CAUSO II
Morava no Hotel Verde, onde se hospedavam as autoridades locais, delegado, juiz, promotor, coletor e as professoras de fora. Bastinho de Bodocó, vinha toda semana passar o filme em Araripina e se hospedava lá em casa. Eu era doido para ver um filme, mas não conseguia o dinheiro da entrada. A condição de filho do dono do hotel não sensibilizava Bastinho. Mário Alencar me ensinou o truque de entrar no cinema de graça. Na semana que foi passar o filme, que nós chamávamos de “Carlito” na Rua dos Milagres, pus em prática a manobra.
A projeção era feita no armazém de Joaquim Modesto, a uns 30 metros de lá de casa.

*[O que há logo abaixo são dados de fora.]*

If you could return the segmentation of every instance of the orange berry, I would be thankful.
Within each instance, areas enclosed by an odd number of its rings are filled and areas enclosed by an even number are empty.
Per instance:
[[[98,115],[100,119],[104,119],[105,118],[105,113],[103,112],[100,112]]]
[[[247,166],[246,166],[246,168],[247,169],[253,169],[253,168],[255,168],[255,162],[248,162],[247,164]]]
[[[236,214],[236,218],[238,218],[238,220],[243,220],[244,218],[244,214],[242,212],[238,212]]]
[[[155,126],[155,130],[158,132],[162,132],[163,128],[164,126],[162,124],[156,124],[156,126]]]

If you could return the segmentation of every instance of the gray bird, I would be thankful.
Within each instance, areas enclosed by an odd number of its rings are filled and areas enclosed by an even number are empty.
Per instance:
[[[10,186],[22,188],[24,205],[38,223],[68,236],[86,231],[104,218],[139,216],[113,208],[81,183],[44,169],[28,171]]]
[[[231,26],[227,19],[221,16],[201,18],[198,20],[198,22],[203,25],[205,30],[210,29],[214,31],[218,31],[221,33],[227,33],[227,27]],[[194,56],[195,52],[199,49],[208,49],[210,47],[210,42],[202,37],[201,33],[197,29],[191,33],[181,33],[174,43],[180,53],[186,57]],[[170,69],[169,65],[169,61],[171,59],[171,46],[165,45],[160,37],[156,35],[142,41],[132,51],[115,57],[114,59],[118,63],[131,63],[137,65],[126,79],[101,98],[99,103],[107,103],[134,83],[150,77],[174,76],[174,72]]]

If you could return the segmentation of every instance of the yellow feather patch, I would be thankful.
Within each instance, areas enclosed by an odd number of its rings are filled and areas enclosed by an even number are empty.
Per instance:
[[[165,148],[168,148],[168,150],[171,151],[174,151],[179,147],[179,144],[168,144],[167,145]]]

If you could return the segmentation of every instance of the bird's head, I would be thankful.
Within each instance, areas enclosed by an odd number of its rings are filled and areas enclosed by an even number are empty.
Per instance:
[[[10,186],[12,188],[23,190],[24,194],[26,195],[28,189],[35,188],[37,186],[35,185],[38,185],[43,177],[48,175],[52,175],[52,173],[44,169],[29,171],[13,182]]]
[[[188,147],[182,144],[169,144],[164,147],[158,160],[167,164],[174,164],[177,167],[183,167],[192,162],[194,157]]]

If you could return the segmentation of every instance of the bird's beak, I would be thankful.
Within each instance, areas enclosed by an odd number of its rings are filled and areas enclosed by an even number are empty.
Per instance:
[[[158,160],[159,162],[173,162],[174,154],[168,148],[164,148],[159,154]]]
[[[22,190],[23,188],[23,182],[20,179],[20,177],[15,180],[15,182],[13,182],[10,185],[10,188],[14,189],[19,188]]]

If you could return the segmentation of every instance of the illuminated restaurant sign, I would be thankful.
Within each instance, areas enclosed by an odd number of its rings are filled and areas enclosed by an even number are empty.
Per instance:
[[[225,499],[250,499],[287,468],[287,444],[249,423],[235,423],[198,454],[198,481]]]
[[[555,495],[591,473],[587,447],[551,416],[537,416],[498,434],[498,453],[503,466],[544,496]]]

Cada um levava sua cadeira e o filme só começava quando o salão enchia, geralmente às 7 e meia da noite.
Fui cubar o movimento na calçada do armazém. Vi que o porteiro era um rapaz desconhecido. Mais que depressa, corri em casa e apanhei uma cadeira que estava na calçada. Ao porteiro, disse que a cadeira era de Seu Nascimento, o Coletor. Ele me permitiu a entrada, mas advertindo de que devia sair logo. Minhas pernas tremeram. Olhei para trás e, sorte minha, Bastinho substituía o porteiro. Coloquei a cadeira em um lugar qualquer e pedi que alguém tomasse conta. Mais que depressa, voltei à portaria e pedi um bilhete a Bastinho. Alegando que ia em casa beber água. Com o bilhete na mão, corri em disparada para o hotel. Meu coração parecia um britador. – Que carreira é essa, menino? Repreendeu meu pai. Sem qualquer propósito, disse-lhe que Jorge Modesto havia pago a minha entrada no cinema. De volta, era o porteiro quem recebi as entradas. Entreguei-lhe o bilhete e entrei legalmente no cinema. Perguntem-me a história do filme, que não sei contar. Não tinha condições de prestar atenção ao filme.
Passei muito tempo sem poder encarar Bastinho e Seu Nascimento. De medo e de vergonha. Foi assim que assisti a primeira fita de cinema.